Ordering is transactional, so “close enough” is not good enough. The copilot can move quickly during the decide phase. It slows down during commit because mistakes become expensive: wrong restaurant location, wrong address, wrong delivery window, or a surprise fee at checkout.
We used a few simple safeguards that work well with agent systems:
- Explicit confirmations for the irreversible fields (delivery address, restaurant location, time window, total cost).
- Idempotent tool calls and a session ledger so retries do not duplicate orders.
- Substitution policy prompts that are easy to answer once and reuse (“if out of stock, replace with X, or ask me”).
- Monitoring as a background responsibility, with alerts only when a choice is required.
We chose these controls for user experience under stress, with safety and correctness as direct consequences. When the user is in a meeting, they cannot debug a cart, so the system has to prevent the failure modes that turn a copilot into another chore.
For this pilot, we avoided publishing invented impact metrics. Instead, we defined a measurement plan that matches how agent experiences succeed or fail in the real world: speed, correctness, and on-time behavior under uncertainty.

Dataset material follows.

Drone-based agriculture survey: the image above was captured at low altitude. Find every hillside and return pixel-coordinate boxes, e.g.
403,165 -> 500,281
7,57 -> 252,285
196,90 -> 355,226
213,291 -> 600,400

The metrics that mattered most, with concrete triggers:
- Time-to-order: median <= 120 seconds over 50+ sessions in 2 weeks; if it exceeds 180 seconds, reduce choices per turn and tighten constraint prompts.
- On-time delivery: >= 85% within the promised window over 100+ orders in 30 days; if it falls below, widen the window and surface reason codes (prep vs dispatch vs traffic).
- Wrong-order prevention: <= 1% of agent-placed orders require cancellation or re-order; if it rises, add one more confirmation step before placing the order.
- Recommendation usefulness: >= 4/5 average “matched what I wanted” rating over 30 days; if it drops, ask one extra context question (“craving”, “light/heavy”, “spicy”) before proposing options.
Those thresholds kept the work grounded. They also made iteration easier, because each UX change could be evaluated as a trade between fewer questions, fewer mistakes, and better timing.
The next product step is to expand the copilot’s reliability envelope without increasing user burden. That work looks boring on purpose: deeper provider integrations for better prep estimates and clearer schedule semantics. It also means calendar-aware time windows, so “deliver at 2:00” becomes a monitored contract rather than a wish. Personalization then adapts to context shifts instead of repeating yesterday’s “best match.”
This pilot also became one of the stories that shaped AiBase - our productized approach to building agent experiences where the experience design matters as much as the model. The takeaway is transferable: if an agent is supposed to execute, the UX has to carry uncertainty and confirmations. Otherwise the user ends up doing the hard work again, only now it happens under higher stakes.